2022-10-11  Charles Tjatindi

Farmers' Kraal - Let failure not be an obstacle

If you start a restaurant, a law practice, a car wash or even a marketing agency, there’s a pretty high probability that you are going to fail. The same applies to agribusiness. 

That’s just a fact. What many do not know is that chances for failure in agribusiness appear lower compared to other industries. My observation is that more agriculture businesses stand beyond five years, compared to construction businesses, among others. I could be wrong. 

I have discovered that the reason that many farming businesses make it that long and go much longer is that they are subsidised. Not by the government but by the farmer, who is most often working a second job so that the farm can produce.

However, all is not that rosey in farming too. Such businesses tend to falter and fail as well, as I will attempt to demonstrate below.

Farmers approach it as a lifestyle and not as a business. You see, many people are attracted to farming because they love the notion of the lifestyle. They want to farm or grow produce or have a collection of animals, and they want to spend their days in the sunshine, producing something with their hands and being out on the land.

The above is great, but is that how you would approach a business opportunity? Is that the opportunity you’d pitch to an investor or a bank? Of course not! Because a business approach means identifying the market first and that’s very different from what most farmers do, who start simply because they want to grow things or produce things like milk, herbs and cheese.

So they treat selling and marketing as an afterthought. Now, that is a mistake. A business is a business because it has customers who buy from it. So, you always start with the market in mind. Ask my fellow columnist Mekupi Kambatuku on the opposite page; she has been driving this point home for days!

Most importantly, you need to produce what the market will buy and that you can sell and sell at an attractive profit margin. That means focusing on high value crops and livestock.

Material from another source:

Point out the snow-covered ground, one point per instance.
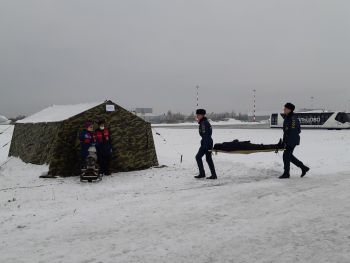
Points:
(165, 215)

Farmers often choose low-end profit streams. In these cases, the math just doesn’t work, because the farmer chose either a low margin product or is targeting a very cost-conscious consumer. While large companies can pull off that strategy, that’s only because they achieved enormous scale, efficiency and supply chain integration. Sadly, these are not benefits you’re likely to achieve as a small farmer.

So it’s really difficult in small-scale farming to make it on the price dimension and, let’s be honest here, there’s no business opportunity selling to people who don’t have money. So, target opportunities with segments that have disposable income and select farm enterprises that don’t have such a low barrier to entry.

Because if you choose something that’s easy and cheap to get into, even if you achieve some level of success, it won’t be difficult for others to emulate. So, it’s imperative for any small business to choose a business model focused on high profit margin enterprises that targets customers who have the means and willingness to purchase what you’re offering. 

So how do you know if you’re producing a high margin farm product? That leads straight to the third reason.

Poor or non-existent accounting. Look, as a farmer or entrepreneur, you must wear many hats. We all know that and it can be overwhelming at times, actually, it is overwhelming, all the time. Ideally, you have an accounting background or can hire an accountant, but let’s face it. Most small farm businesses don’t.

Too often, farmers don’t know what to do, so accounting is just as much an afterthought as marketing is. They don’t set up proper systems for measuring everything and properly allocating overhead or fixed expenses. They just buy the feed, buy the seed, and get to work, go to market and hope they have money at the end of the month. You know it’s true, don’t deny it.

So the ‘farmpreneur’ doesn’t know what the real cost of production is, what the real fully-allocated profit margins are by product line, by customer segment and so on.

They don’t know where they should be investing more, and where they should cut back. So, the numbers are bad and with bad numbers or no numbers, you’re flying blind.

We need to treat farming as a business. Period. No two ways about it. Perhaps it’s time we heed Kambatuku’s persistent call.